A Case Study in Making WebVR Social: conVRsation
The question I kept being asked at conferences, presentations and panels was ‘How can you demonstrate your latency remotely?’
Our standard ‘road’ demo, an arrangement of our camera and playback pipeline, was to immerse the user in a literal out-of-body experience and grant them a third person perspective. It was then that they would be able to see their arms moving and how their outfits looked from a god’s eye point-of-view…as it was happening — an onsite demo with a latency of approximately 0.3 seconds. This was enough to show how fast our stitching was as well as our re-projection to the headset but there were still missing pieces. Eventually we cranked it up a notch and began streaming the feed through the local network of wherever we were exhibiting, demonstrating how we could take the feed from the camera, stitch, encode, stream through the local network, decode, then feed it back into the headset (usually an Oculus Rift) without a compromise in our ‘real-time’ promise. The result: an onsite demo with a latency of approximately 0.7 seconds. This was, and still is, one of our go-to demos to draw a crowd.
How We Built a Social WebVR Pipeline
But ‘how can you demonstrate your latency remotely?’
Enter WebVR — the droid we had been looking for.

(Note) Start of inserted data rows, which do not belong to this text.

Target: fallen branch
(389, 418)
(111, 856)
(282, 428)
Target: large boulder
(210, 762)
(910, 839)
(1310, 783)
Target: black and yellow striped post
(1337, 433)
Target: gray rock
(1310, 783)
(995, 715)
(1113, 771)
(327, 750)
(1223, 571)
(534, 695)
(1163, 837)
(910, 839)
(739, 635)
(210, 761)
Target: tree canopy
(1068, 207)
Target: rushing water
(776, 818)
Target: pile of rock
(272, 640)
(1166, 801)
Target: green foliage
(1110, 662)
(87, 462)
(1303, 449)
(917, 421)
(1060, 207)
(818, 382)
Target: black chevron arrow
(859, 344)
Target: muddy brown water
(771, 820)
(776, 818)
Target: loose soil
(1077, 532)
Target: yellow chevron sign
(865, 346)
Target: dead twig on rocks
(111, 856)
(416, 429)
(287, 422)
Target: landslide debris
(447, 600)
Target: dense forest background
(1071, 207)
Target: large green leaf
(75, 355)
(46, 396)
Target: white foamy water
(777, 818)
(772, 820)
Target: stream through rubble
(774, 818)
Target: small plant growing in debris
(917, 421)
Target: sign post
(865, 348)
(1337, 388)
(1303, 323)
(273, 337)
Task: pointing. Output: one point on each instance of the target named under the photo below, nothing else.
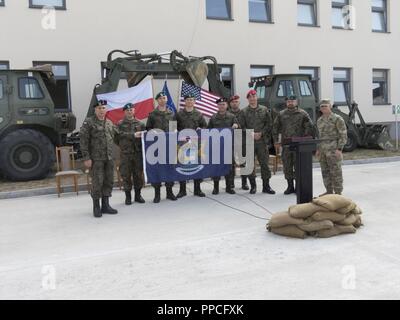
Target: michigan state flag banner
(187, 155)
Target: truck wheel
(351, 143)
(26, 154)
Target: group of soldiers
(98, 136)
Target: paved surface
(195, 248)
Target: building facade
(350, 47)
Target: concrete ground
(196, 248)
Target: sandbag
(289, 231)
(281, 219)
(347, 209)
(304, 210)
(332, 202)
(351, 219)
(332, 216)
(316, 226)
(336, 230)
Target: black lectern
(304, 148)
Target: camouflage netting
(324, 217)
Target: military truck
(30, 127)
(272, 91)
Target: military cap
(100, 103)
(161, 94)
(251, 92)
(189, 95)
(221, 100)
(235, 97)
(127, 106)
(291, 98)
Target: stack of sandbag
(324, 217)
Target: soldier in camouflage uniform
(234, 103)
(224, 119)
(96, 142)
(128, 139)
(333, 135)
(258, 118)
(190, 118)
(159, 119)
(291, 122)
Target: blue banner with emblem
(188, 155)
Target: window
(259, 71)
(338, 16)
(227, 77)
(29, 89)
(260, 10)
(380, 86)
(61, 93)
(57, 4)
(4, 65)
(307, 12)
(379, 16)
(285, 88)
(218, 9)
(341, 86)
(315, 81)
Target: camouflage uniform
(291, 123)
(333, 133)
(131, 166)
(226, 120)
(96, 142)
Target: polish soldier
(291, 122)
(96, 142)
(159, 119)
(258, 118)
(128, 138)
(333, 135)
(224, 119)
(190, 118)
(234, 108)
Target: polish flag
(141, 96)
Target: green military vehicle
(272, 91)
(30, 127)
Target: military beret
(235, 97)
(221, 100)
(189, 95)
(127, 106)
(160, 94)
(251, 92)
(100, 103)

In a nutshell, WebVR allows for experiencing virtual reality experiences within your browser instead of on an outside platform such as Oculus, Steam VR or the like. It’s a tool for granting open access to the medium via the internet. In fact all you need to experience WebVR, as listed on their information site, is a headset and a compatible browser. Likewise, this is now the only two things that are required for users to access our remote latency demonstration platform. Easy.

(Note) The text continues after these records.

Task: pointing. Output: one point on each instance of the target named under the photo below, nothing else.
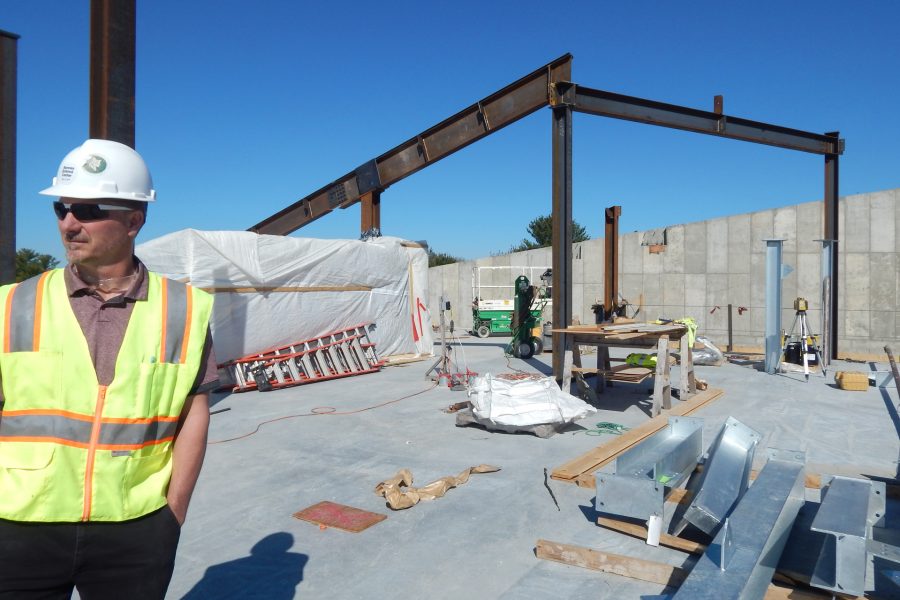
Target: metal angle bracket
(648, 472)
(849, 509)
(724, 479)
(758, 529)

The most logical way of showing virtual reality latency remotely was to make use of existing communication protocols — having a live feed be accessible across oceans and time-zones meant utilizing RTC (real time communication) protocols. WebRTC, a free and open source project, allowed us to navigate this hurdle, providing a framework on which to construct a streaming pipeline based on the available API’s, and essentially laying down the groundwork for peer to peer video communication within the browser — thus eliminating the need for external apps. Fundamentally, it’s the same foundation that Google Hangouts is built on. Currently WebRTC is supported mainly by Google and Mozilla and as such the compatible browser options are limited to Chrome and Firefox. In terms of using VR, the appropriate browser is dependent on the HMD (Head Mounted Display) being used.
The problem with A-Frame: there is no current native stereoscopic support for video content. Any video feeds are still limited to monoscopic formats. In order to circumnavigate this issue it was necessary to explore the annals of the shared internet community to look for a loophole.
It took 0.42 seconds to find a path forward. Development into this kind of video support was already ongoing and available through GitHub. A user, Óscar Marín Miró, had wrote a plug-in that allows A-Frame to play 3D video — a component that was ultimately the starting block for us to enable stereoscopic video playback through A-Frame in the browser.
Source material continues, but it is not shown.